This is a custom flume sink for writing data to AWS s3. it uses AWS profile credentials (Credentials stored in ~/.aws/credentails file), so it enables to have any type of credentials like
- IAM USER (Static Credentials : access_key, secret_key)
- ASSUMED ROLE (Temporary Credentials : access_key, secret_key and session_token)
- FEDERATED TOKEN
it support various features like
- Batch Size
- Roll Interval
- Compression
- File Prefix
- File Sufix
It auto partitions the data while writing into S3 based on date and hours.
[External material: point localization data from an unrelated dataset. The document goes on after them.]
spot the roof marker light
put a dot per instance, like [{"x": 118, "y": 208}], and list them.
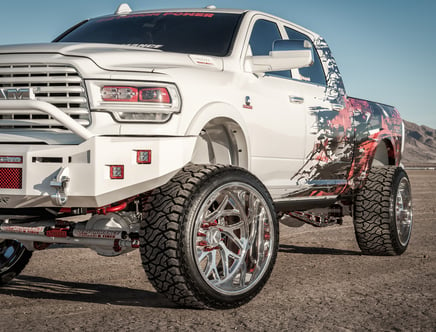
[{"x": 123, "y": 9}]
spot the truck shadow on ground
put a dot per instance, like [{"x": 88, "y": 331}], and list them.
[
  {"x": 44, "y": 288},
  {"x": 287, "y": 248}
]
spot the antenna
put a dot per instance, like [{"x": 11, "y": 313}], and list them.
[{"x": 123, "y": 9}]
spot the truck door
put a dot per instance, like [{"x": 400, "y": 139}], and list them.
[
  {"x": 275, "y": 114},
  {"x": 330, "y": 135}
]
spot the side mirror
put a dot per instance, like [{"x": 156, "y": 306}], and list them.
[{"x": 286, "y": 55}]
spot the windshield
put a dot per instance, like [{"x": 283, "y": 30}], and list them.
[{"x": 182, "y": 32}]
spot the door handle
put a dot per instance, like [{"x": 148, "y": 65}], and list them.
[
  {"x": 296, "y": 100},
  {"x": 336, "y": 107}
]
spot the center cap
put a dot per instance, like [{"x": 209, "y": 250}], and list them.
[{"x": 213, "y": 237}]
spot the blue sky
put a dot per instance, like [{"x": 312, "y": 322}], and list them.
[{"x": 385, "y": 49}]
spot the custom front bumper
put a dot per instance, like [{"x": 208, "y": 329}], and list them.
[{"x": 79, "y": 175}]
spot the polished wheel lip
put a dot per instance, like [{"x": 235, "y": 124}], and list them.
[
  {"x": 403, "y": 212},
  {"x": 234, "y": 265}
]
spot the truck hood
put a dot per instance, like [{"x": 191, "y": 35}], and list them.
[{"x": 119, "y": 57}]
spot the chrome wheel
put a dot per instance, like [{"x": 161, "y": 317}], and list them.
[
  {"x": 403, "y": 211},
  {"x": 233, "y": 236},
  {"x": 10, "y": 253}
]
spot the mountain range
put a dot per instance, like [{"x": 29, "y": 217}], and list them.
[{"x": 420, "y": 147}]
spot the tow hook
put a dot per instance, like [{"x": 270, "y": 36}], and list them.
[{"x": 60, "y": 184}]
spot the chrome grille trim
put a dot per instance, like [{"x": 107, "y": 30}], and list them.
[{"x": 57, "y": 84}]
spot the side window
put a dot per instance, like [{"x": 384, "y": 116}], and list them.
[
  {"x": 261, "y": 42},
  {"x": 314, "y": 73}
]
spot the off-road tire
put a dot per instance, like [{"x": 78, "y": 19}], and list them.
[
  {"x": 383, "y": 212},
  {"x": 172, "y": 239},
  {"x": 13, "y": 259}
]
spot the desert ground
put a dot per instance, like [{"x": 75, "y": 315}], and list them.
[{"x": 321, "y": 282}]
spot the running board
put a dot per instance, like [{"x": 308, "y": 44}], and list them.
[{"x": 303, "y": 204}]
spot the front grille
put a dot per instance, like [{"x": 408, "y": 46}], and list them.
[
  {"x": 59, "y": 85},
  {"x": 11, "y": 178}
]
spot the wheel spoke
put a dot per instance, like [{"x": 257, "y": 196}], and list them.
[{"x": 231, "y": 228}]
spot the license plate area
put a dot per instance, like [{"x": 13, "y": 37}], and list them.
[{"x": 11, "y": 178}]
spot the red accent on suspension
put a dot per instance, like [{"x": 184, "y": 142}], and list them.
[{"x": 57, "y": 232}]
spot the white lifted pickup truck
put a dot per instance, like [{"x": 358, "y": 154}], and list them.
[{"x": 189, "y": 134}]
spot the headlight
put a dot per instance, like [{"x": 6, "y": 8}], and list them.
[{"x": 135, "y": 101}]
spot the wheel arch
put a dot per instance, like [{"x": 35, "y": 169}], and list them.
[
  {"x": 222, "y": 136},
  {"x": 384, "y": 154}
]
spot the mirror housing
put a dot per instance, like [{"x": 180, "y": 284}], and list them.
[{"x": 286, "y": 55}]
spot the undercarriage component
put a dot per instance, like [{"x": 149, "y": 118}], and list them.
[
  {"x": 333, "y": 216},
  {"x": 109, "y": 235}
]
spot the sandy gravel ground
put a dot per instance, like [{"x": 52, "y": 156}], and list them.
[{"x": 321, "y": 282}]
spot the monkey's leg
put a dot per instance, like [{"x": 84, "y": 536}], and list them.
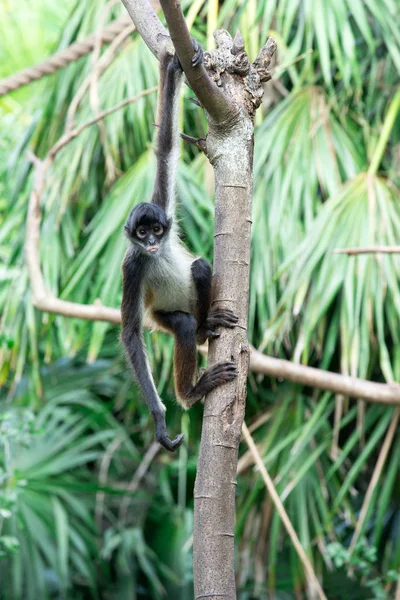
[
  {"x": 208, "y": 320},
  {"x": 135, "y": 349},
  {"x": 183, "y": 326}
]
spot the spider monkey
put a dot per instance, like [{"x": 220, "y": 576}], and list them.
[{"x": 160, "y": 276}]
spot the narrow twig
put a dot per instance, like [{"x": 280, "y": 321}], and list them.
[
  {"x": 369, "y": 250},
  {"x": 311, "y": 576},
  {"x": 380, "y": 463},
  {"x": 198, "y": 142}
]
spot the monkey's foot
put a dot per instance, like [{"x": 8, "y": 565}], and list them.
[
  {"x": 213, "y": 377},
  {"x": 215, "y": 318},
  {"x": 171, "y": 445}
]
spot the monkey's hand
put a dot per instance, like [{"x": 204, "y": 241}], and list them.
[
  {"x": 197, "y": 57},
  {"x": 215, "y": 318},
  {"x": 162, "y": 436}
]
For example, the file path will look like this
s3://customers/partition-date=28-05-2019/partition-hours=22-00/....
defaultRollInterval = 300;
defaultBatchSize = 500;
defaultAvroSchema = "";
defaultAvroSchemaRegistryURL = "";
defaultFilePrefix = "flumeS3Sink";
defaultFileSufix = ".data";
defaultTempFile = "/tmp/flumes3sink/data/file";
defaultCompress = "false";
There are many ways to build the jar from the source. one simplest way is using the below cmd
- Clone the git repo
- Run the maven cmd
mvn package
- Goto the flume installation directory and find the .../conf/flume-env.sh
- Add the fully qualified jar path to the FLUME_CLASSPATH in flume-env.sh
FLUME_CLASSPATH="/home/ravindrachellubani/Documents/code/git/flumes3sink/target/flume-s3-sink-1.0-SNAPSHOT-jar-with-dependencies.jar"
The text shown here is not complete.